The benefits of taekwondo for kids are well-documented: the complicated movements improve coordination, concentration and memory; the regular training teaches discipline, respect, courtesy and commitment; and the increased fitness and agility over time improves strength and endurance, as well as building character, self-confidence and self-esteem. As kids work their way through the belts system – which goes from a beginner’s white belt through to a black belt – they’re tested for their progess throughout the year, a good exercise in setting and achieving their goals.
‘Taekwondo has a very simple system behind it, it’s not complicated, and fits all ages, which is why it is so popular around the world,’ says Master Sharifi, a 3rd Dan and six-time UAE national taekwondo champion, who has been passionately involved in the sport since he first saw it on television, aged eight. ‘There’s different systems – the advanced training, for example we’d only use to instruct the military or the police – but for the children, we focus on flexibility, coordination, discipline.’
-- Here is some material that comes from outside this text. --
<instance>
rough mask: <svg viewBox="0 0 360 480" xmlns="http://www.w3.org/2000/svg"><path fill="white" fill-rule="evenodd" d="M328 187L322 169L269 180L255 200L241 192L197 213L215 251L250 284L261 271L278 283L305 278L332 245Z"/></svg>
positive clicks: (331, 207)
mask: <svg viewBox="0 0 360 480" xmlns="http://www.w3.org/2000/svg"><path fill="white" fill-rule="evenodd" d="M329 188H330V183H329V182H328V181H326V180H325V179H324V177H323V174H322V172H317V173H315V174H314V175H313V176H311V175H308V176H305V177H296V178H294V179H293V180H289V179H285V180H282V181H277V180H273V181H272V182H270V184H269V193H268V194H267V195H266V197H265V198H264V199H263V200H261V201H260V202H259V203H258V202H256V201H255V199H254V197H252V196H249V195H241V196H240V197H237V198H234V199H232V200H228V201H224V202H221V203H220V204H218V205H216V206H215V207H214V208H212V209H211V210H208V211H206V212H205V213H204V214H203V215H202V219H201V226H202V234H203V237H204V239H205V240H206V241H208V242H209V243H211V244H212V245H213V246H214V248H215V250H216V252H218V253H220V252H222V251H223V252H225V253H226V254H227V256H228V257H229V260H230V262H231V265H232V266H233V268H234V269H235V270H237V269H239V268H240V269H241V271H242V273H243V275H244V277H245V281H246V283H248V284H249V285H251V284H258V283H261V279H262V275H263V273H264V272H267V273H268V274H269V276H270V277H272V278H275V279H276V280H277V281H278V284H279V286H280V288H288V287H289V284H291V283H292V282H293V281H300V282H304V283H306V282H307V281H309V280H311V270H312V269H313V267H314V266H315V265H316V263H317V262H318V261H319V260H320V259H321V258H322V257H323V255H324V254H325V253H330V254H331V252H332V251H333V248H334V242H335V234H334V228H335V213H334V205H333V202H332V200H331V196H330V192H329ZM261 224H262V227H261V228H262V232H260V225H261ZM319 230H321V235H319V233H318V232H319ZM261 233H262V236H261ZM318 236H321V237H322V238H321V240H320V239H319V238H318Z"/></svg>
The kids lining up on the mats range in age from around five up to about eight, but Master Sharifi and his colleagues teach kids all the way up to their teens and beyond, as well as children with special needs. ‘It’s about behaviour, rather than age or ability,’ he says. ‘Sometimes we’ll take a child slightly younger, but good behaviour both in and outside our lessons are very important. We try to make sure that they can understand that whatever behaviour we expect in our class, they should be taking that with them for home, or school too. We need the kids to realise that it is not acceptable to go home and hit each other or their siblings just because they’ve learned a move in class.’
For children, taekwondo instruction isn’t just about turning up, learning some kicks or routines, then leaving until next time. It’s about learning focus and discipline – the kids in Master Sharifi’s classes are expected to commit to up to three classes each week, which takes some dedication but it clearly pays off. ‘We have some more experienced blue belts in this particular class, and quite a few beginners too. On the whole, the kids take to it naturally, they don’t over-think it – when they spar against each other, it’s so impressive to watch, almost like the professionals in action.’
For the older kids and teens, it’s about calming them down, helping them focus. ‘Teenagers always like to challenge us, they want to be the best, but it doesn’t happen all at once. We give them breathing exercises, try to challenge their overconfidence.’
While taekwondo is a contact sport, safety is of the essence. The instructors also use taekwondo to teach pupils about the importance of self defence, should the need ever arise. ‘Sometimes we’ll ask the smaller kids to spar against the larger ones, the point is to challenge them and push them to their limit to fight against their opponent, so that if something did happen in real life, they’d be more prepared.’
As an all-round conditioning technique, taekwondo has myriad benefits too, explains Master Sharifi, who also works as a sports conditioning instructor. ‘We used to have a student who was really good in our class, but when his mum took him to a tennis academy, he was the best. They asked him how he became so good, where he’d played before, and he said, ‘No, I’ve never played tennis before, I did taekwondo.’